A new study has indicated that Online SNAP participants could be subject to privacy violations and manipulative marketing.
The steadily expanding online Supplemental Nutrition Assistance Program (SNAP) pilot program from the U.S. Department of Agriculture (USDA) is exposing program participants to a loss of their privacy via “increased data collection and surveillance,” along with risks involving “intrusive and manipulative online marketing techniques,” according to a new study from the Center for Digital Democracy (CDD).
Funded by the Robert Wood Johnson Foundation as part of a collaboration among four civil rights, digital rights and health organizations, Color of Change, UnidosUS, CDD and Berkeley Media Studies Group, the report contends that the digital techniques of online retailers — among them granular data profiling, predictive analytics, geolocation tracking, personalized online coupons, AI and machine learning — are used to promote unhealthy products, drive impulse purchases and increase overall spending at checkout.
While these practices affect all online shoppers, the report notes that “they pose greater threats to individuals and families already facing hardship,” adding that e-commerce data methods “are likely to have a disproportionate impact on SNAP participants, which include low-income communities, communities of color, the disabled and families living in rural areas. The increased reliance on these services for daily food and other household purchases could expose these consumers to extensive data collection, as well as unfair and predatory techniques, exacerbating existing disparities in racial and health equity.”
Launched last year in a few states with an initial set of eight retailers – Amazon, Dash’s Market, FreshDirect, Hy-Vee, Safeway, ShopRite, Walmart and Wright’s Market – the online program has quickly rolled out to a majority of the states, in part due to the ongoing COVID-19 pandemic, to allow SNAP participants to shop more safely from home in accordance with “shelter-in-place” recommendations.

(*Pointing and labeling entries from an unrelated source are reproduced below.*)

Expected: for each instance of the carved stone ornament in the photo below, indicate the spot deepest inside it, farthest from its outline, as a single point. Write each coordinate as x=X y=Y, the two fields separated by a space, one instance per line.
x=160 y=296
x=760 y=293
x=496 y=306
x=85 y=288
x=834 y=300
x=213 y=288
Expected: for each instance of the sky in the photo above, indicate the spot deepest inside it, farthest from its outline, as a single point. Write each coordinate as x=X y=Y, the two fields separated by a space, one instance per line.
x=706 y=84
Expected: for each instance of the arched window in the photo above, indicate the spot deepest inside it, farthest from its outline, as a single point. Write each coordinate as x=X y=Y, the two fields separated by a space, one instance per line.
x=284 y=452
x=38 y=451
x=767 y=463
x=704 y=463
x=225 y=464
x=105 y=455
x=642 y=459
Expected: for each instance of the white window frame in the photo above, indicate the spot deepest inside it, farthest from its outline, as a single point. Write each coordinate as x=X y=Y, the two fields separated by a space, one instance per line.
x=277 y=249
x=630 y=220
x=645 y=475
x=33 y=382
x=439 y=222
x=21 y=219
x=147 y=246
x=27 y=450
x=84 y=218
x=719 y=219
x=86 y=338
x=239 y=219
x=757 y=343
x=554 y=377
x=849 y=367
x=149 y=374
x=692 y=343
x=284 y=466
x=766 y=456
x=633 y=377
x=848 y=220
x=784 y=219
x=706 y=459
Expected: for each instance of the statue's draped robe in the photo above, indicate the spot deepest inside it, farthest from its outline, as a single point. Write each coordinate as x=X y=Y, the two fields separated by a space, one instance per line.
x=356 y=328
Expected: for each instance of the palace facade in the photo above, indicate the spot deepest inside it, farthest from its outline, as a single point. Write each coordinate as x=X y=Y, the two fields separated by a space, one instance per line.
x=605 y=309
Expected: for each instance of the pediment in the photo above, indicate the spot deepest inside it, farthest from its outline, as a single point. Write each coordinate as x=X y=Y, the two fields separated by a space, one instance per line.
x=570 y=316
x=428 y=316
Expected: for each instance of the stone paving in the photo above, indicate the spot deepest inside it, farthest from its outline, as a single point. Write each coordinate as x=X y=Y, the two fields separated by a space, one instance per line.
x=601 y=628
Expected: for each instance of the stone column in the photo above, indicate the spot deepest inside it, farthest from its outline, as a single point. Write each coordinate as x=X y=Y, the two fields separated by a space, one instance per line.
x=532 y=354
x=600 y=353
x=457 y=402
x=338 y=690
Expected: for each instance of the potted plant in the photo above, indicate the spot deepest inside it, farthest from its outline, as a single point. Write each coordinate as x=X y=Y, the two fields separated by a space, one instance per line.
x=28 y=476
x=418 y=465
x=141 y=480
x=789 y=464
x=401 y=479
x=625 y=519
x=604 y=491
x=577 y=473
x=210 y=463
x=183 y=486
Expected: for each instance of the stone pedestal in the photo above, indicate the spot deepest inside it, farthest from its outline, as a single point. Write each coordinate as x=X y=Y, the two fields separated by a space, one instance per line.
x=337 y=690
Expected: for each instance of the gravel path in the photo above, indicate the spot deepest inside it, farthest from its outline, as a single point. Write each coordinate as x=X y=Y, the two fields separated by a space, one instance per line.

“The SNAP program is one of our nation’s greatest success stories because it puts food on the table of hungry families and money in the communities where they live,” observed Dr. Lori Dorfman, director of the California-based Berkeley Media Studies Group. “Shopping for groceries should not put these families in danger of being hounded by marketers intent on selling products that harm health. Especially in the time of coronavirus, when everyone has to stay home to keep themselves and their communities safe, the USDA should put digital safeguards in place so SNAP recipients can grocery shop without being manipulated by unfair marketing practices.”
CDD’s research also found that the USDA relied on what it called “the flawed and misleading privacy policies” of the pilot’s participating companies, which failed to provide sufficient data protections, and that the pilot’s requirements didn’t adequately limit the use of SNAP participants’ data for marketing.
“In the absence of strong baseline privacy and ecommerce regulations in the U.S., the USDA’s weak safeguards are placing SNAP recipients at substantial risk,” said Dr. Katharina Kopp, deputy director and director of policy at Washington, D.C.-based CDD, as well as one of the report’s authors. “The kinds of e-commerce and Big Data practices we have identified through our research could pose even greater threats to communities of color, including increased commercial surveillance and further discrimination.”
“Being on SNAP, or any other assistance program, should not give corporations free rein to use intrusive and manipulative online marketing techniques on Black communities,” asserted Jade Magnus Ogunnaike, senior campaign director at Oakland, California-based Color of Change. “Especially in the era of COVID, where online grocery shopping is a necessity, Black people should not be further exposed to a corporate surveillance system with unfair and predatory practices that exacerbate disparities in racial and health equity, just because they use SNAP. The USDA should act aggressively to protect SNAP users from unfair, predatory, and discriminatory data practices.”
“The SNAP program helps millions of Latinos keep food on the table when times are tough, and our nation’s public health and economic crises have highlighted that critical role,” pointed out Steven Lopez, director of health policy at Washington, D.C.-based UnidosUS. “Providing enhanced access to healthy and nutritious foods at the expense of the privacy and health of communities of color is too high of a price. Predatory marketing practices have been linked to increased health disparities for communities of color. The USDA must not ignore that fact and should take strong and meaningful steps to treat all participants fairly, without discriminatory practices based on the color of their skin.”
The report urged the USDA to “take an aggressive role in developing meaningful and effective safeguards” against what the groups deemed manipulative and discriminatory practices before moving the SNAP online pilot beyond its initial trial, recommending instead that the various stakeholders work together to restructure the program.
Additionally, the groups have sent a letter to Secretary of Agriculture Sonny Perdue, calling for USDA to take immediate action to bolster online protections for SNAP participants. In the July 16 letter, the signatories revealed their “plan to share the report and its recommendations with Congress, asking lawmakers to conduct oversight hearings for the SNAP online purchasing program.”